Commuting patterns and mean commute time

Commuting measures are available via ACS “Commuting (Journey to Work)” tables on data.census.gov:

Typical patterns for Wright County include:

  • High rates of driving alone and carpooling relative to core-urban counties, reflecting lower transit availability.
  • Mean commute times that are commonly higher than the Minnesota statewide average due to out‑commuting toward the Twin Cities job centers, especially from communities along I‑94 and MN‑55.

Local employment vs. out-of-county work

ACS “Place of Work” tables quantify the share working within the county versus outside it. Wright County is generally characterized by:

  • A substantial out‑of‑county commuting share, with many residents working in the broader Minneapolis–St. Paul metro (including Hennepin and Ramsey counties) and in adjacent counties along the I‑94 and US‑10 corridors.
  • Local employment nodes in education/health services, retail, manufacturing, and construction, but not enough to fully absorb the resident labor force.

The most recent numeric split should be taken from ACS “Worked in county of residence” vs. “Worked outside county of residence” for Wright County.

Housing and Real Estate

Homeownership and rental share

Tenure is reported in ACS housing tables:

Wright County is generally a high-homeownership county compared with the national average, reflecting a large share of single-family housing and exurban development patterns. Rental housing is concentrated in city centers such as Buffalo, Monticello, Albertville, and Delano, with smaller rental inventories in rural townships.

Median property values and recent trends

Home value levels are available from ACS median value of owner-occupied housing units and are complemented by market reports from regional MLS systems:

Recent trend context (proxy where needed):

  • Like much of the Twin Cities exurban ring, Wright County experienced strong price appreciation from 2020–2022, followed by moderation as mortgage rates rose, with values generally remaining above pre‑2020 levels. For precise year-over-year price movement, county-level MLS statistics are used; these are typically published by regional Realtor associations rather than the Census.

Typical rent prices

Rents are reported in ACS (median gross rent):

Wright County rents generally fall below core-metro counties but reflect metro-area demand pressures and limited multifamily supply in some submarkets. The official “median gross rent” value should be taken from the latest ACS estimate.

Housing types (single-family, apartments, rural lots)

ACS “Units in structure” and local land-use patterns indicate:

  • A dominant share of detached single-family homes, including newer subdivisions in and around Albertville, Otsego-area vicinity (adjacent), St.
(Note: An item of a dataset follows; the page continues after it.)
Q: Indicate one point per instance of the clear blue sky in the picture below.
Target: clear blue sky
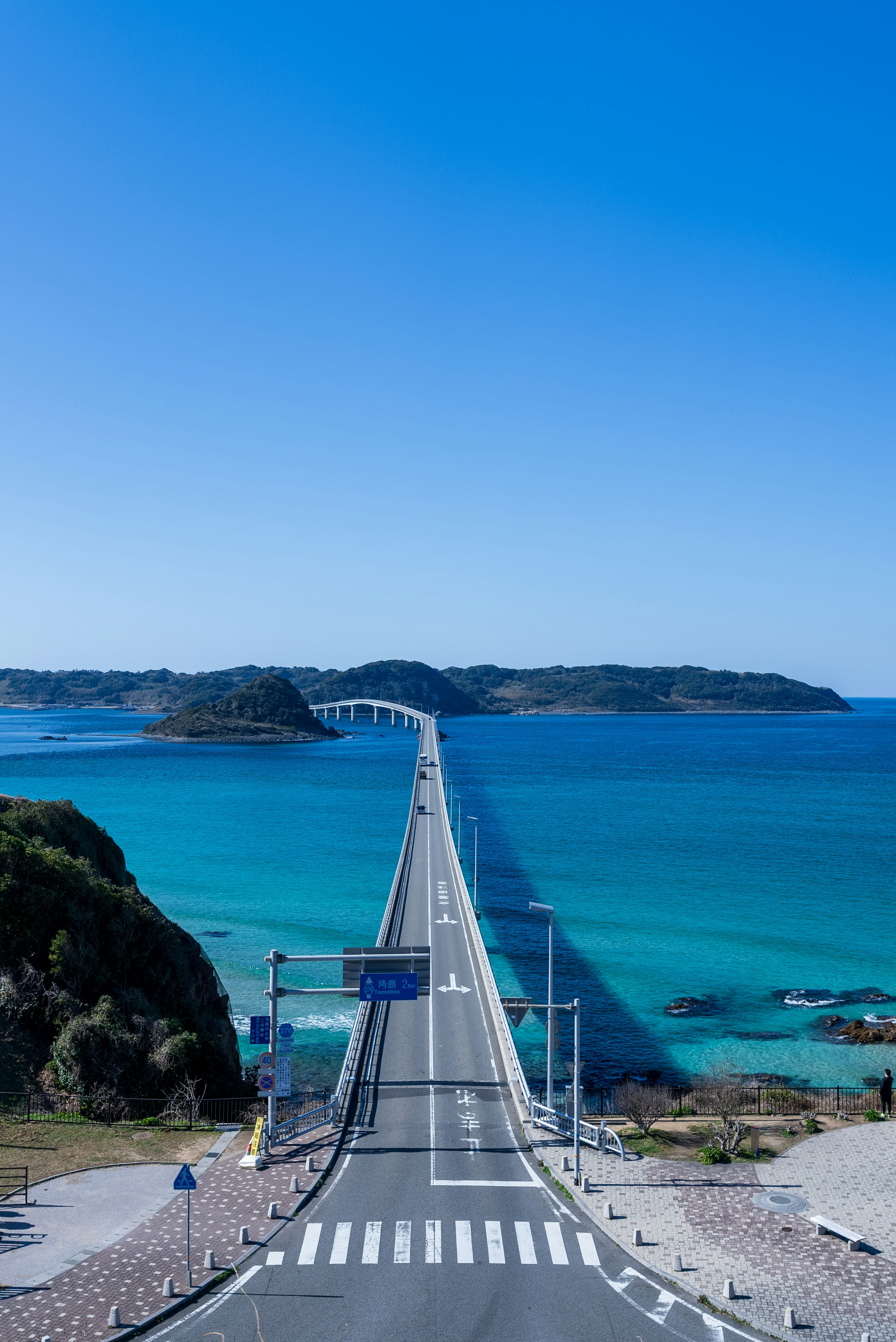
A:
(506, 333)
Michael–area vicinity, Monticello, and Buffalo.
  • Multifamily buildings (duplexes and apartments) concentrated in incorporated cities, often near commercial corridors and civic services.
  • Rural residential lots and hobby farms in townships, with larger lot sizes and septic/well infrastructure common outside city service areas.
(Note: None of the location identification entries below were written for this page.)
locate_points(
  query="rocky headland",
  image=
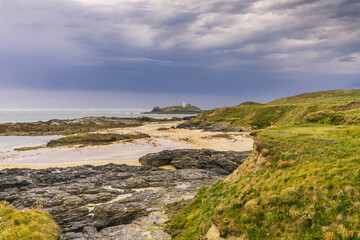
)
(117, 201)
(213, 126)
(188, 109)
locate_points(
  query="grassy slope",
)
(302, 182)
(333, 107)
(26, 225)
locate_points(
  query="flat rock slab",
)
(220, 162)
(104, 202)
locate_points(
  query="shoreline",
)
(128, 152)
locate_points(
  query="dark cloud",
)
(209, 47)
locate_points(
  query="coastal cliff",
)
(302, 180)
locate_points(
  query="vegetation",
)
(301, 182)
(94, 139)
(328, 107)
(28, 224)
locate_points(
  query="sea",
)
(8, 143)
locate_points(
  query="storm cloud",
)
(234, 50)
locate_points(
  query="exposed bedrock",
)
(213, 126)
(220, 162)
(110, 201)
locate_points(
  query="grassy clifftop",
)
(329, 107)
(26, 225)
(301, 182)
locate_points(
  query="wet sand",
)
(127, 152)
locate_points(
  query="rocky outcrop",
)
(106, 202)
(220, 162)
(71, 126)
(188, 109)
(213, 126)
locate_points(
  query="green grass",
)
(28, 224)
(302, 182)
(331, 107)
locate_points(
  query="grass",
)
(331, 107)
(28, 224)
(94, 139)
(302, 182)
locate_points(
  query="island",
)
(180, 109)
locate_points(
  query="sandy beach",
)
(127, 152)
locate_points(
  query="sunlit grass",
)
(302, 182)
(28, 224)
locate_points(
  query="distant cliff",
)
(188, 109)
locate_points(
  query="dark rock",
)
(213, 126)
(222, 163)
(104, 202)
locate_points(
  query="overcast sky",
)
(145, 53)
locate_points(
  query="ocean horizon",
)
(34, 115)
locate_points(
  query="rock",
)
(213, 126)
(188, 109)
(104, 202)
(222, 163)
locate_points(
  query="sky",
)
(145, 53)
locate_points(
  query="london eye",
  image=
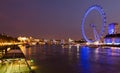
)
(93, 23)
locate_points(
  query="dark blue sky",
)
(50, 18)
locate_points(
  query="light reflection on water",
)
(59, 59)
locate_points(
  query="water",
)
(58, 59)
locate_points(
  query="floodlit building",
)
(113, 36)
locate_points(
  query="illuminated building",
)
(113, 36)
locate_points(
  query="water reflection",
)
(71, 59)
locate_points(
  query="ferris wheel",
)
(96, 34)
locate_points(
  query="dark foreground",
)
(58, 59)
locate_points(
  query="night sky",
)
(49, 19)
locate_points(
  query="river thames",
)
(59, 59)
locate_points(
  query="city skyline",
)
(57, 19)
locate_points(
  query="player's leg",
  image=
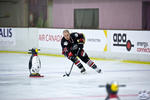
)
(78, 64)
(84, 57)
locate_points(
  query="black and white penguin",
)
(34, 63)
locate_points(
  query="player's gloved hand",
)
(75, 47)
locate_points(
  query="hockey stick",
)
(68, 74)
(121, 85)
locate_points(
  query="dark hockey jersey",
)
(75, 39)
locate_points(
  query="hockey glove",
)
(74, 47)
(80, 42)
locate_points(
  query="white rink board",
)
(140, 41)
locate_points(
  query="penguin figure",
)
(34, 63)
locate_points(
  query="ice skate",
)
(35, 75)
(83, 71)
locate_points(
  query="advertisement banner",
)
(95, 40)
(136, 42)
(7, 37)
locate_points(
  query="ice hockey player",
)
(71, 43)
(34, 63)
(112, 90)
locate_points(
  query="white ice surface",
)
(15, 83)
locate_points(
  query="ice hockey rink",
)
(15, 83)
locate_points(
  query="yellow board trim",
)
(100, 59)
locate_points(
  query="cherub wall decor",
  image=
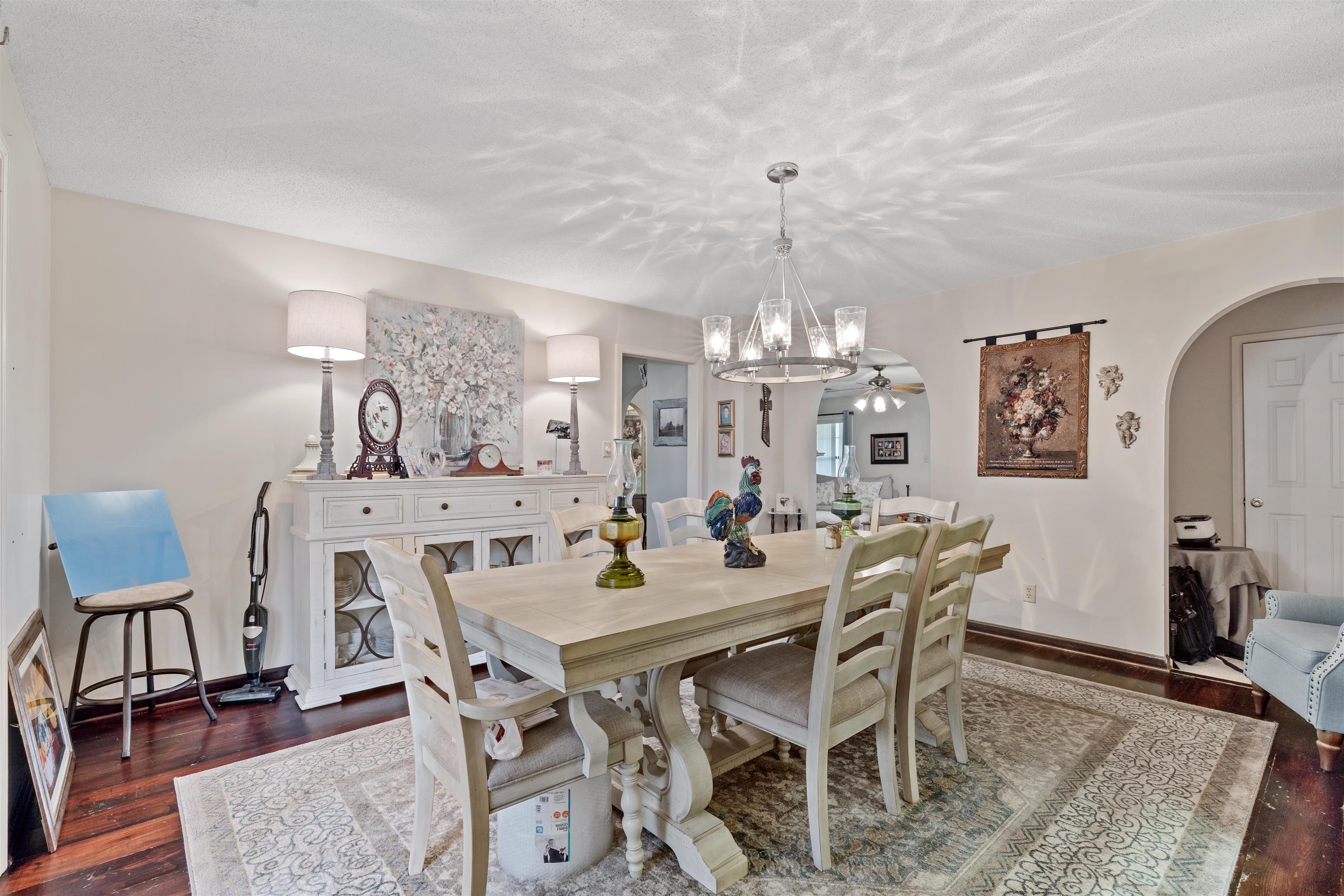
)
(1109, 379)
(1128, 426)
Neighborhood characteristics (proximity to schools/amenities)

General location patterns in Wright County:

  • City neighborhoods near downtown Buffalo, Monticello, Delano, and Albertville typically provide closer access to schools, parks, libraries, clinics, and retail services.
  • Subdivision growth areas near major highways (I‑94, MN‑55) tend to emphasize commuting access and newer housing stock.
  • Rural areas provide larger parcels and lower housing density but longer drives to schools and services.

Property tax overview (rate and typical cost)

Property taxes in Minnesota vary primarily by market value, classification (homestead vs. non-homestead), and local levies (county, city, school district, special districts). Wright County property tax statements and levy information are managed locally:

Countywide “average property tax rate” is not a single fixed figure because effective tax rates differ by jurisdiction and property value. As a proxy, Minnesota homestead effective tax burdens are often reported as a percentage of estimated market value in Department of Revenue statistical summaries; the most defensible local measure is the median (or average) net property tax on homesteads reported in state/county tax statistics and Wright County levy reports rather than a single nominal “rate.”